I began this blog four years ago, under the aspiration of following Gretchen Rubin, and her book "The Happiness Project.
I started with improving my health, and that intention was reached, and maintained for the most part for four years! Yay, me!
Really! I have to pat myself on the back, because I have never returned to my dreadful choices of delicacies, nor have I stopped taking care of my body, the way it deserves. Sure, I have had my weeks, my moments of weakness of unhealthy dining or too busy for work-outs, but for the most part, I have maintained a much better way of living, in honor of my health.
Another goal of mine, four years ago, was to de-clutter my home, which shifted into a complete reorganization of my life. It was one of the best years. I review 2012 with humility and respect. It was a year that changed me for the better, and a time in my past I will forever remember.
Now 2016 has officially begun. February is here, roaring in like a lion (a phrase my handsome man just used).

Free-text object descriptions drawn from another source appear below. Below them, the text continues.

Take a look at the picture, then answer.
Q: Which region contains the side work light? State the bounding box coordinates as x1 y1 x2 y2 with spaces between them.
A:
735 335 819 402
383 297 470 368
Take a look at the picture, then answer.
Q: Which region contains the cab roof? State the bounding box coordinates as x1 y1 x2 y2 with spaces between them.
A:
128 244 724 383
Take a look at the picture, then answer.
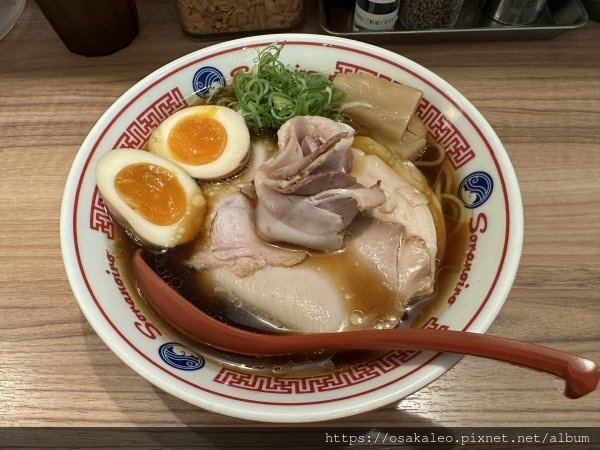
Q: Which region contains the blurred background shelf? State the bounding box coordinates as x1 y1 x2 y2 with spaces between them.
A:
320 0 588 43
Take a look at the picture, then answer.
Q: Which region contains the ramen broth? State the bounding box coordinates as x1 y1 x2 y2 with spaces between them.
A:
109 135 470 373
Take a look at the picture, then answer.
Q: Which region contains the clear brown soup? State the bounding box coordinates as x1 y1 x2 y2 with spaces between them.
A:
113 140 469 374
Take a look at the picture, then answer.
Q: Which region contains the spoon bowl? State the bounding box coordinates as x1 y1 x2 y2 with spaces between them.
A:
132 249 599 399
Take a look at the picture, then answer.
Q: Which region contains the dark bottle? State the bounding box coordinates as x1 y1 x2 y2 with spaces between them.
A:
35 0 138 57
353 0 400 31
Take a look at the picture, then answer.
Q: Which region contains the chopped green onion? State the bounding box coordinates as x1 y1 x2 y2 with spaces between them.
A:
231 44 345 136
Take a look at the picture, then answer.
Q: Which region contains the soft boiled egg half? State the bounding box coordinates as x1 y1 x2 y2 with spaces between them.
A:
96 149 207 248
147 105 251 180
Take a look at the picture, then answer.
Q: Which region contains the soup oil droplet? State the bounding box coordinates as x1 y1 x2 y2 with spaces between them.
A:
169 277 183 290
192 194 206 207
386 313 399 327
350 310 364 325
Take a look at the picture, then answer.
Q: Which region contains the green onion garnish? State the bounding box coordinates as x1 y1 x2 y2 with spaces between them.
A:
231 44 345 136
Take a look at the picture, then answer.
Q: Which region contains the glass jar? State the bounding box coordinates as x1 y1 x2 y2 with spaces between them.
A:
176 0 305 39
398 0 464 30
353 0 400 31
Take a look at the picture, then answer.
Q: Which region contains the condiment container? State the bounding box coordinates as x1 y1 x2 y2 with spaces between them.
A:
398 0 464 30
483 0 548 25
176 0 305 38
353 0 401 31
0 0 26 40
35 0 138 57
581 0 600 21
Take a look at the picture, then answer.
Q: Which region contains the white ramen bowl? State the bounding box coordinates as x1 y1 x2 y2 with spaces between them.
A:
60 34 523 423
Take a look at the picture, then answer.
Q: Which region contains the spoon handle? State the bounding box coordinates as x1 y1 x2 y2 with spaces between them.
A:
132 249 599 399
207 326 599 398
335 328 599 399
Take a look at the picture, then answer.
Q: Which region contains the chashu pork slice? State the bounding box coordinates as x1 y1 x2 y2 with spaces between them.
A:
201 265 348 333
350 150 437 292
348 216 433 310
187 193 307 277
254 116 385 252
200 216 432 334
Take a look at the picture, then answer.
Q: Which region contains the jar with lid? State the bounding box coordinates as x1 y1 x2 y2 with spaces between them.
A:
398 0 464 30
176 0 305 38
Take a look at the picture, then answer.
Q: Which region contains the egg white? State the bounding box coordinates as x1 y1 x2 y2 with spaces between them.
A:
95 149 207 248
147 105 251 180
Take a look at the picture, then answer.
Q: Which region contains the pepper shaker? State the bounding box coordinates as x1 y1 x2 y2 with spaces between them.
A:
354 0 401 31
398 0 465 30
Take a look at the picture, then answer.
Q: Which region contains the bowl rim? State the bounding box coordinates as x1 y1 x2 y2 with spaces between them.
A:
60 33 524 422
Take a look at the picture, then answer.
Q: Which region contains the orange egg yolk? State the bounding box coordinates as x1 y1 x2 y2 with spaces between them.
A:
115 163 186 226
167 113 227 165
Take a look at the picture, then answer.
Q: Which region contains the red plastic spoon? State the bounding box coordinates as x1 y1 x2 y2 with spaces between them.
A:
132 249 599 399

I am taking a break from writing, although I am confident I will be tempted to work on Theia's Moons third book. It aches to be written, but I deserve some time to target other important areas of my life.
I have two birthdays approaching. Number one and number two, will be turning seventeen and fifteen. To think, I am the mother of two teenagers, still boggles my mind. I'm too young to be in charge of raising these amazing young adults. But here I am, stumbling through my lack of knowledge, and hoping I find a way to do them justice in this cruel world.
As well, my house is in need of some improved organization. I will be doing some early spring cleaning, and giving it the uplift it requires, so when the times comes to dive into Theia's Moons again, I will be able to work in a space, that doesn't scream "CLEAN ME", wherever I turn.
Yesterday evening I attended a Woman's Entrepreneur group, here in Utah. We talked about being more organized with our days, so by the time we crawled into bed, we enjoyed the success of our goals and hard work. I believe this will be key for me.
In my career, my day job, I have a tight schedule, and I follow it as closely as achievable, because if I did not, it would be impossible to complete all my tasks. I realize, I would do well to initiate this into my personal life, to a certain degree. It will enable me to write during designated times, work-out at a specified time each day, use my time more wisely when organizing and cleaning my home, and most importantly schedule my own "me" time. Whether "me" time consists of reading, meditating, taking a bath, or simply watching my favorite TV show, I think organizing all of this will make me feel more accomplished by the day's end.
When it comes to my family, I don't like the idea of scheduling time with them. I want to just be more consistent with my moments spent with them, and organize all my other activities around that. They are my life, and one of the reason's I pull myself out of bed every day. I deserve to be more present in their lives, and by being more organized with my day, I really think my stress levels will decrease, enabling me to here and now, with the most important people in my life.
Cheers to consistency and organization. May you all find ways to enhance your days, and become the best you!